Note that this upload is done only once. If the upload succeeds, then the model fits
!
Small models, with eg. Millions of parameters fit just fine, but models with several billion of parameters will hit the canister limit.
If you want to dig deeper to see where the memory goes once all fully loaded, this is a study I did. I find it very interesting and believe there is still a lot of room for improvement.
Hi All,
I like to announce that the frontend is now also open source under MIT License
You can find it at GitHub - icppWorld/icgpt: ICGPT
And it is deployed on mainnet as ICGPT
I hope some of you will try out to deploy this as we continue deAI efforts. Let me know if you run into any issues.
(First, excuseme for xposting). I would like to introduce Motokolearn, a Motoko package meant to facilitate on-chain training and inference of machine learning models where having a GPU is not a requirement: Introduction of MotokoLearn V0.1: on-chain training and inference of machine learning models
@icpp any updates?
Starting to get really excited about on-chain deAI as I learn more
@Samer ,
Thanks for your interest!
I share your enthusiasm about AI on chain, and we’re working on several items.

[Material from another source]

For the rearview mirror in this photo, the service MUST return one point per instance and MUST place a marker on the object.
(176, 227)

- Experimental demonstration apps working within current limits of the IC. Target release during April and May.
- Received a grant to port llama.cpp. Target release is in September.
- A pipeline to easily deploy and configure your AI components, and be ready to scale once the IC capabilities like query charging, 64bit WASM, and ultimately gpu come available.
I have teamed up with @patnorris on some of these items.
This is so cool! I can’t believe you can run such a model on IC.
I wonder what is the cycle cost per 1M tokens?
Also, maybe someone knows when we will be able to deploy beefier canisters?